Calibrating and adapting a deterministic proton transport algorithm to perform patient-specific quality assurance

Abstract

To reduce the probability of complications in proton therapy, while maintaining a high tumor control probability, adaptive treatment can be applied. In adaptive treatments, the treatment plans are frequently assessed and adjusted to, for example, account for anatomical changes. Ideally, daily adaptive treatment would be implemented, where every day a repeat scan is made and the treatment plan is adjusted. However, due to computational limitations, daily adaptive treatment is not possible yet. Quality assurance (QA) is a vital part of the proton therapy workflow. Intending to implement daily adaptive treatment, fast-working quality assurance tools are necessary. The goal of this thesis is to calibrate and adapt a deterministic proton transport algorithm to reconstruct the delivered dose using log files, which can be compared to the planned dose as a QA tool.

To achieve this, Yet anOther Dose Algorithm (YODA) was calibrated to the popular planning software RayStation, by optimizing the input parameters of YODA to minimize the difference in dose between YODA and RayStation for a 0° gantry angle single spot in a homogeneous water phantom. From this calibration, beam data library (BDL) files were created for cases without a range shifter and with range shifters of thicknesses 2 cm, 3 cm and 5 cm and planned spot energies ranging from 70 MeV to 190 MeV. An approximation to improve the inclusion of the effect of nuclear interactions was added to YODA. The lowest passing rate found was 99.47% for a 190 MeV spot without a range shifter, therefore the calibration was successful. The passing rate decreased for high energies, likely due to the crude approximation to deal with nuclear interactions. Other ways to include
the effect of nuclear interaction should be investigated to further improve the calibration results. After the calibration was complete, three experiments were performed.

First, simple treatment plan comparisons were performed using the BDL files and a homogeneous water phantom, including plans containing a single spot irradiated from gantry angles ranging from 10° to 90°. To account for the angled beams, a beam splitting algorithm was used. It was observed that the BDL files are specific for the isocenter to CT volume surface distance, as the boundary conditions of YODA are at the CT volume surface while the treatment plans define spots at the isocenter in air. To include this effect, the BDLs should contain beamlet parameters at the isocenter, from which the beamlet parameters at the CT volume surface can be calculated. The calibration procedure for the spatial spread, angular spread and correlation needs to be adjusted. Alternatives to the beam splitting algorithm should be investigated, as this algorithm inadequately reflects reality when a beam enters the CT volume under an angle.

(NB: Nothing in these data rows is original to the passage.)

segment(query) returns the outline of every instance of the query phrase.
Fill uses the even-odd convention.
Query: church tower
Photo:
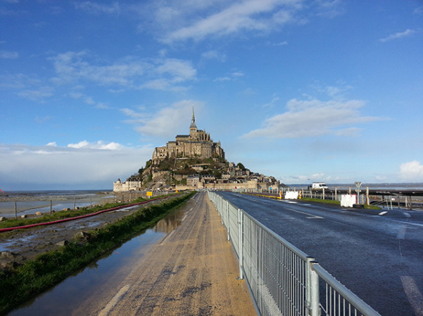
[[[196,117],[194,114],[194,107],[192,107],[192,119],[191,126],[189,126],[189,135],[194,136],[197,133],[197,126],[196,125]]]

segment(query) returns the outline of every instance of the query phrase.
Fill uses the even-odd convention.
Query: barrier
[[[262,315],[379,315],[315,260],[236,208],[208,192]]]

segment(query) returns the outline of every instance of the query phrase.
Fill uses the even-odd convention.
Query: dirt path
[[[205,193],[182,223],[113,289],[87,298],[73,315],[255,315],[225,228]]]

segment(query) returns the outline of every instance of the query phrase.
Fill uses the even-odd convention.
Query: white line
[[[403,225],[403,227],[401,227],[401,228],[398,231],[398,233],[396,235],[396,239],[405,239],[405,232],[407,232],[407,228],[405,225]]]
[[[321,216],[317,216],[313,215],[313,214],[310,214],[308,213],[302,212],[302,211],[297,211],[297,210],[295,210],[295,209],[289,209],[289,208],[286,208],[286,209],[289,209],[289,211],[292,211],[296,212],[296,213],[301,213],[301,214],[308,215],[310,217],[308,217],[307,218],[323,218],[323,217],[321,217]]]
[[[115,305],[118,303],[119,300],[122,298],[130,289],[130,284],[127,284],[125,287],[122,287],[118,293],[113,296],[113,298],[108,302],[108,304],[99,312],[99,316],[106,316],[108,315],[110,311],[115,307]]]
[[[404,291],[416,315],[423,315],[423,295],[412,277],[402,276]]]

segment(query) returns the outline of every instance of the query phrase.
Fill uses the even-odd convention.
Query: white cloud
[[[186,11],[176,1],[172,7],[158,10],[160,13],[156,22],[165,25],[173,22],[173,27],[162,39],[165,43],[201,40],[208,36],[227,35],[243,30],[267,32],[276,26],[294,22],[295,13],[301,8],[302,2],[302,0],[212,1]],[[186,8],[184,6],[183,8]],[[183,24],[182,20],[187,21],[185,25],[175,30],[175,25]],[[175,20],[178,21],[176,24]]]
[[[324,102],[292,99],[286,104],[286,112],[266,119],[261,129],[251,131],[244,137],[296,138],[351,134],[358,131],[351,124],[383,119],[362,116],[359,110],[365,104],[360,100]]]
[[[213,80],[215,82],[219,81],[229,81],[231,80],[237,80],[238,78],[241,78],[241,77],[245,76],[245,74],[241,72],[234,72],[231,74],[229,74],[227,76],[220,77]]]
[[[226,55],[216,51],[208,51],[203,53],[201,57],[204,59],[216,60],[220,62],[226,61]]]
[[[127,122],[134,124],[138,132],[144,136],[163,137],[168,140],[178,133],[187,133],[193,107],[198,112],[202,106],[201,103],[184,100],[163,108],[152,115],[131,109],[125,109],[122,112],[133,119]]]
[[[398,32],[397,33],[391,34],[384,39],[380,39],[379,41],[381,42],[389,41],[392,41],[393,39],[401,39],[403,37],[411,36],[416,32],[417,31],[414,29],[407,29],[404,32]]]
[[[400,178],[408,182],[423,182],[423,165],[417,160],[402,164]]]
[[[58,146],[56,142],[45,146],[0,144],[1,188],[111,190],[113,181],[144,166],[153,149],[130,148],[114,143],[94,145],[76,148]],[[113,150],[96,148],[108,146]]]
[[[45,99],[53,96],[54,89],[51,86],[42,86],[34,90],[23,90],[18,96],[33,101]]]
[[[84,1],[82,3],[75,3],[75,7],[77,9],[82,10],[90,14],[100,13],[120,13],[120,8],[119,2],[114,2],[108,6],[103,4],[99,4],[92,1]]]
[[[176,84],[194,80],[196,70],[191,62],[176,58],[143,60],[127,57],[104,63],[93,60],[87,51],[67,52],[51,58],[58,84],[90,81],[100,86],[127,89],[174,90]]]
[[[98,150],[119,150],[123,146],[118,143],[105,143],[103,140],[99,140],[96,143],[89,143],[87,140],[82,140],[76,144],[68,144],[70,148],[89,148]]]
[[[17,51],[0,51],[1,59],[16,59],[19,57]]]

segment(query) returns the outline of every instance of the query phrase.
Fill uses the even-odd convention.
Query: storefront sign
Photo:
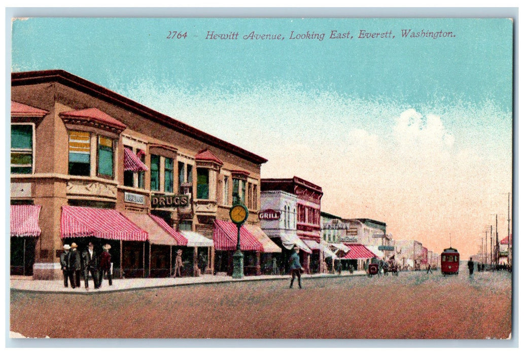
[[[124,201],[130,203],[136,203],[139,205],[143,205],[146,203],[144,195],[133,194],[130,192],[124,193]]]
[[[280,219],[280,212],[274,209],[263,209],[258,213],[258,219],[265,220]]]
[[[189,206],[187,195],[157,195],[151,196],[151,208],[185,207]]]

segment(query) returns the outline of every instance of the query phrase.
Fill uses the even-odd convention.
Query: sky
[[[512,26],[24,18],[13,23],[12,69],[68,71],[267,159],[263,178],[321,186],[323,211],[385,222],[435,252],[451,238],[468,256],[496,218],[507,235]]]

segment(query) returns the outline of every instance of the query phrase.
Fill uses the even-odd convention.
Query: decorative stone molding
[[[71,180],[67,183],[68,195],[103,196],[116,198],[116,186],[98,181]]]

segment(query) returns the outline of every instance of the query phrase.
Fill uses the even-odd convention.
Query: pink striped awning
[[[149,169],[136,154],[127,147],[124,148],[124,171],[147,171]]]
[[[154,216],[151,214],[149,215],[149,217],[152,218],[153,220],[161,227],[170,236],[174,238],[177,242],[178,243],[178,245],[187,246],[188,245],[188,238],[184,237],[182,233],[168,225],[165,220],[157,216]]]
[[[126,241],[145,241],[147,232],[116,209],[63,206],[60,237],[96,237]]]
[[[39,205],[11,205],[11,236],[38,237]]]
[[[350,251],[341,259],[371,259],[377,257],[376,255],[362,244],[346,244],[346,243],[344,244],[350,247]]]
[[[225,220],[215,220],[213,241],[217,250],[235,250],[237,242],[236,225]],[[257,238],[243,226],[240,228],[241,250],[263,251],[264,247]]]

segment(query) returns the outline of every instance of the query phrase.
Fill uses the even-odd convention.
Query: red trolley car
[[[444,249],[440,254],[440,270],[442,274],[458,275],[459,261],[460,254],[458,250],[451,247]]]

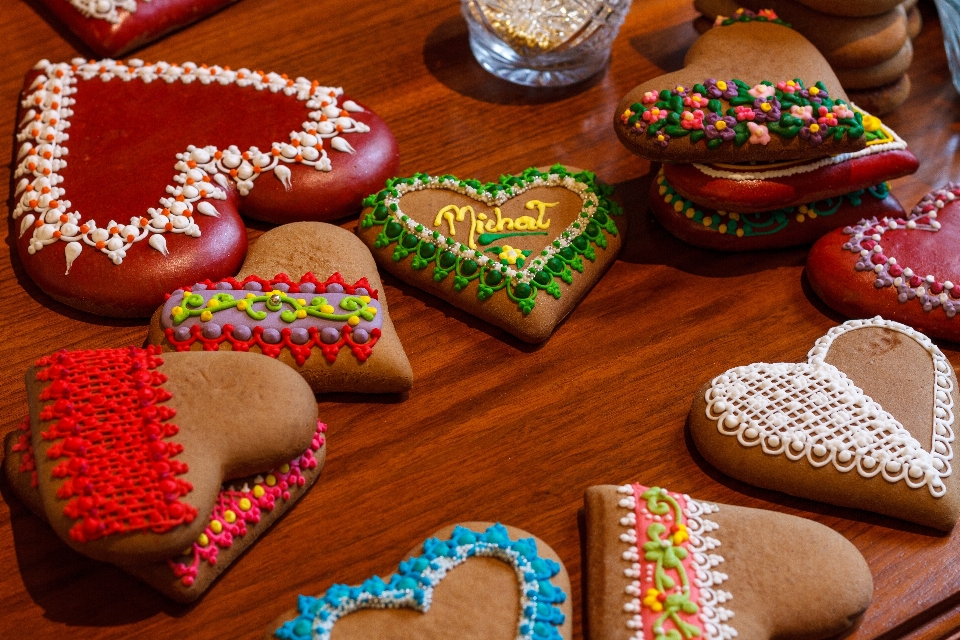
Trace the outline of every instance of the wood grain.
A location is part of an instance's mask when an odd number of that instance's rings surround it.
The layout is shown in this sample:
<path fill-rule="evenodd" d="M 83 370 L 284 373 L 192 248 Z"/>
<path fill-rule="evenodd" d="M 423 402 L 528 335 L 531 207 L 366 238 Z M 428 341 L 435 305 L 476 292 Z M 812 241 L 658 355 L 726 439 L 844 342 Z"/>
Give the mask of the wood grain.
<path fill-rule="evenodd" d="M 913 95 L 886 119 L 922 162 L 915 176 L 893 185 L 908 207 L 960 173 L 960 98 L 936 14 L 922 8 Z M 33 2 L 6 2 L 0 14 L 6 161 L 23 74 L 41 58 L 90 53 Z M 617 142 L 613 110 L 635 85 L 680 66 L 695 39 L 694 17 L 689 2 L 637 0 L 610 69 L 553 91 L 486 74 L 471 57 L 452 0 L 244 0 L 138 52 L 145 60 L 246 66 L 343 85 L 390 124 L 405 175 L 491 180 L 554 162 L 592 169 L 617 185 L 632 225 L 620 260 L 539 348 L 385 276 L 413 390 L 403 397 L 320 396 L 330 431 L 317 485 L 192 606 L 73 552 L 0 484 L 0 636 L 261 637 L 298 593 L 389 572 L 398 554 L 443 525 L 499 520 L 560 554 L 574 585 L 580 637 L 583 491 L 635 480 L 833 527 L 863 552 L 876 584 L 853 637 L 944 635 L 958 619 L 960 565 L 950 559 L 960 554 L 960 530 L 940 535 L 752 488 L 710 468 L 685 430 L 692 394 L 704 381 L 740 364 L 798 361 L 842 320 L 807 286 L 804 250 L 702 251 L 667 235 L 646 212 L 651 167 Z M 9 175 L 10 165 L 4 170 Z M 256 238 L 266 227 L 249 228 Z M 139 344 L 146 335 L 146 320 L 98 319 L 42 294 L 7 234 L 0 253 L 8 305 L 0 328 L 3 431 L 25 411 L 22 376 L 37 357 Z M 957 345 L 941 347 L 960 366 Z"/>

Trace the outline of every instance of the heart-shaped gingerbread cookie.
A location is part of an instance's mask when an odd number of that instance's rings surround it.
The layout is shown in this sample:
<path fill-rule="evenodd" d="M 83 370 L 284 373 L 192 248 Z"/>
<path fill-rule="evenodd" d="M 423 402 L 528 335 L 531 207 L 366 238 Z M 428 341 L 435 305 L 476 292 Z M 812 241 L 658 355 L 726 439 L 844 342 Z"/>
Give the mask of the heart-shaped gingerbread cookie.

Second, YODA assumes that spots are laterally symmetrical, however, in reality, spots are ellipse-shaped. To solve this, the asymmetrical spot solution to the Fermi-Eyges equation was derived. The difference in integrated Fermi-Eyges flux between the symmetrical and asymmetrical spot was calculated for realistic combinations of lateral spread, angular spread and correlation. The mean error in integrated Fermi-Eyges flux, relative to the maximum, induced by assuming lateral spot symmetry, around the central beam axis is significant, as it ranges from 0.6853% to 3.071% at the entrance of the CT volume and from 0.4710% to 4.957% at the Bragg peak. Therefore the asymmetrical spot solution should be implemented, after which, YODA should be re-calibrated

Third, the error induced by systematic errors in the log file was investigated. The plan contains a target cube centered in the homogeneous water phantom irradiated by a 0° gantry angle beam. By perturbing each energy layer randomly using a uniform distribution, where the maximum perturbation was 0.8 mm in spot position, 1% for MU and 0.1% for energy, the magnitude of the dose difference was calculated. The mean differences in dose in the target cube induced by randomly perturbing each energy layer were 0.1204% ± 0.0408% in x, 0.1700% ± 0.0324% in z, 0.2592% ± 0.1595% in MU and 0.4802% ± 0.1558% in energy. These differences are small compared to the error induced by assuming symmetrical spots, note that the differences in spatial spread were an order of magnitude bigger than the perturbation in spot position. Before this investigation on the effect of systematic errors can continue, the asymmetrical spot solution needs to be implemented and the problems discovered with angled beams should be solved.

The calibration was successful, and additional extensions and alterations have been identified to further improve YODA before it can be used as the described patient-specific quality assurance tool.